Recuento de bajas (II)

Su conciencia comenzó a volver poco a poco de entre la espesa neblina en la que había estado atrapada. Progresivamente los recuerdos de la noche pasada junto a la hoguera fueron acudiendo a sus pensamientos, reviviendo la calidez de la llama que la había arropado, o el embriagador aroma de la carne asada para la cena.
Pero a medida que su mente se despejaba otras reminiscencias de lo ocurrido empezaban a golpearla cada vez con más fuerza, con más insistencia. El fuego se apagaba y un frío hiriente le atería el cuerpo, unos estallidos ensordecedores le embotaban los sentidos, y un fuerte dolor en el pecho le devolvía con crueldad a la realidad.
Volvió en sí embargada por una acuciante sensación de agobio, desbordada por los recuerdos que se apiñaban en su cabeza y no le dejaban hilar un pensamiento con claridad, aterrorizada por no saber ni dónde estaba ni qué había sido de sus amigos.
A pesar del dolor se incorporó entre jadeos, intentando percibir el lugar en el que se encontraba más allá de la oscuridad que la rodeaba. Sintió al momento una gota de sudor frío bajando por su sien, a la vez que un grito que no era capaz de encontrar escape se ahogaba en su garganta.
—Tranquila muchacha, estás a salvo —le dijo una voz que notó apagada, distante.
Intentó responder, pero sólo consiguió emitir un susurro ininteligible. Unas manos se posaron sobre sus hombros en ese instante, obligándola a recostarse de nuevo.
—Tranquila muchacha —repitió aquella voz, ahora más cercana—. Todo está bien.
La invadió entonces una inexplicable sensación de calidez que hizo que en cuestión de segundos el frío desapareciera y su mente se viera libre de esa angustia que la había atenazado.
Ya más calmada se percató de que ni siquiera había abierto los ojos, y al hacerlo se descubrió en una habitación que no conocía, bajo la poca luz que arrojaba un pequeño candil que se encontraba junto a la puerta y arropada en un cómodo jergón. Giró el cuello y, junto a la cama en la que estaba, vio una silla en la que volvía a sentarse una figura que no tardó en reconocer.
—¿Crisannia?
—¿Cómo estás muchacha? —preguntó con su inalterable tono de voz.
—Bien, supongo... dolorida, pero bien. ¿Cómo he llegado aquí?¿Y los demás? —volvió a sentir que la intranquilidad se hacía más fuerte.
—Tranquila, todo ha terminado.

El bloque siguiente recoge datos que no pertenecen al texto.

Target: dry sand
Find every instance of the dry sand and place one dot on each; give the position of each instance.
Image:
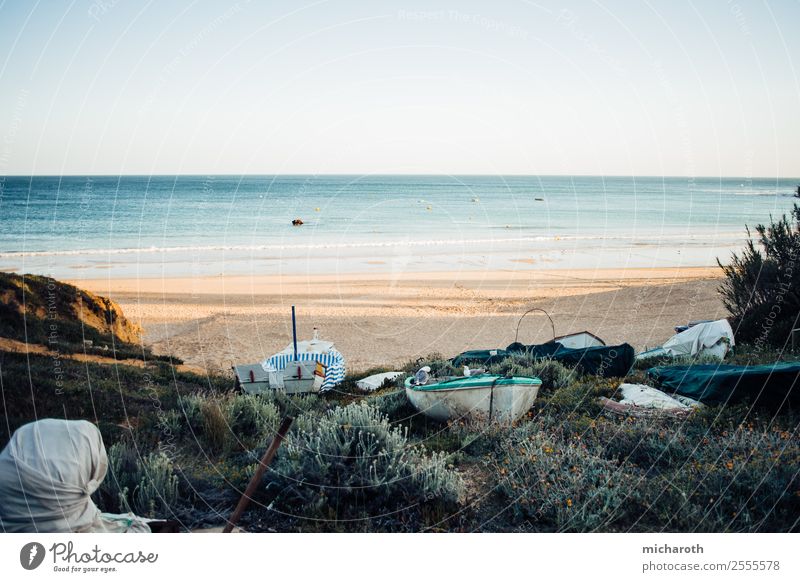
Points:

Estás en el cuartel de la guardia de la ciudad. Al parecer los soldados os encontraron y os trajeron. Has permanecido inconsciente desde entonces, pero un galeno te ha estado cuidando.
—¿Y los demás? —no pudo reprimir de nuevo la misma pregunta, aun a sabiendas de que la respuesta no le iba a gustar.
Crisannia tardó un poco en responder; antes de ello se levantó y se acercó a la puerta, para luego volver a colocarse junto a la cama, de espaldas al candil.
—Me temo que no todos han tenido tanta suerte. La anciana y los niños también están aquí, y parte de los soldados, pero no todos... —adivinando una nueva pregunta en sus ojos aclaró:— Tokei y Bungar están bien.
A pesar de que sabía que no era justo para los mercenarios que no habían sobrevivido, no pudo evitar sentirse aliviada.